Taliban forces and fighters loyal to local leader Ahmad Massoud have battled in Afghanistan’s Panjshir Valley, more than two weeks after the Islamist militia seized power, as Taliban leaders in the capital Kabul worked to form a government.

Panjshir is the last province resisting rule by the Taliban, whose overthrow of the Western-backed government as US and other foreign troops withdrew after 20 years has left the country in chaos.

Each side said it had inflicted heavy casualties.

“We started operations after negotiation with the local armed group failed,” Taliban spokesman Zabihullah Mujahid said on Thursday.

Taliban fighters had entered Panjshir and taken control of some territory, he said.

“They (the enemy) suffered heavy losses.”

A spokesman for the National Resistance Front of Afghanistan (NRFA) rebel grouping said it had full control of all passes and entrances and had driven back efforts to take Shotul district.

“The enemy made multiple attempts to enter Shotul from Jabul-Saraj, and failed each time,” he said, referring to a town in neighbouring Parwan province.

Since the Taliban swept into Kabul on August 15, several thousand fighters from local militias and remnants of the government’s armed forces have massed in Panjshir under the leadership of Massoud, son of a former Mujahideen commander.

They have been holding out in the steep valley where attacks from outside are difficult.

Efforts to negotiate a settlement appear to have broken down, with each side blaming the other for the failure, as the Taliban prepared to announce a new government.

Mujahid said this was a matter of a few days away, while Taliban official Ahmadullah Muttaqi said a ceremony was being organised at the presidential palace.

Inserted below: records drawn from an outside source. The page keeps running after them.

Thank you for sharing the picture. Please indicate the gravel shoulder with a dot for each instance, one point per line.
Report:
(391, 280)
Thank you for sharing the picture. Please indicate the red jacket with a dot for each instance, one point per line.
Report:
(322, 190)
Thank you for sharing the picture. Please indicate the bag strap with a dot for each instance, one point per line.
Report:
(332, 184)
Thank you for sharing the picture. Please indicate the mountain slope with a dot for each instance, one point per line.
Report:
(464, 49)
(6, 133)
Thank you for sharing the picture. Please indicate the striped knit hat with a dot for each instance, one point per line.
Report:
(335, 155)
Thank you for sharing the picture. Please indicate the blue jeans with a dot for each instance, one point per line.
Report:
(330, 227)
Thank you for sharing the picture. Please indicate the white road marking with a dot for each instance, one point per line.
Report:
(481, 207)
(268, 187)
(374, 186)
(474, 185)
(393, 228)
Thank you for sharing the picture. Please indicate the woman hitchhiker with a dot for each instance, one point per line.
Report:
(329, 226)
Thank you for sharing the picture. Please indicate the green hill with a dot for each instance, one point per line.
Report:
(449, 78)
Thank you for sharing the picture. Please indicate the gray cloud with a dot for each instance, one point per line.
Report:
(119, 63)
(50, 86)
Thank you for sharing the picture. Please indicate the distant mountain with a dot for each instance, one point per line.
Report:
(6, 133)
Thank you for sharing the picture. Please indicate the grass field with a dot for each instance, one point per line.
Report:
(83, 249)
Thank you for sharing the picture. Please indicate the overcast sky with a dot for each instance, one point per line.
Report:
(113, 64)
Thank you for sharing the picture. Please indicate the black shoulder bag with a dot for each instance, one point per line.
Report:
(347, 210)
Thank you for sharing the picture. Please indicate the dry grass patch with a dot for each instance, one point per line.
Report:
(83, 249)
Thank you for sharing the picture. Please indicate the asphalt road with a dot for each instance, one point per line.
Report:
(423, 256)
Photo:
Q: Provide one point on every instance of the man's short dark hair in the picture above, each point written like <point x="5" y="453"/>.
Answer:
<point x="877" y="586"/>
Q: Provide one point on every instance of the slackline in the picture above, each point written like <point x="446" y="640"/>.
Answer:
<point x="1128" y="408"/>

The legitimacy of the government in the eyes of international donors and investors will be crucial for the economy as the country battles drought and the ravages of a 20-year conflict that killed an estimated 240,000 Afghans.

Humanitarian organisations have warned of impending catastrophe and the economy – reliant for years on many millions of dollars of foreign aid – is close to collapse.

Many Afghans were struggling to feed their families amid severe drought well before the Taliban militants seized power and millions may now face starvation with the country isolated and the economy unravelling, aid agencies say.

The Taliban enforced a radical form of sharia, or Islamic law, when it ruled from 1996-2001 but has tried to present a more moderate face to the world this time, promising to protect human rights and refrain from reprisals against old enemies.

The United States, the European Union and others have cast doubt on such assurances, saying formal recognition of the new government – and the economic aid that would flow from that – is contingent on action.

A source with direct knowledge of the move said Afghan diplomats had been asked to stay in overseas posts for the time being.

The Taliban had made clear there would eventually be change but also wanted to maintain a sense of continuity, the source said.

The Taliban has promised safe passage out of the country for any foreigners or Afghans left behind by the huge airlift which ended when US troops withdrew on Monday.

But with Kabul airport still closed, many were seeking to flee over land.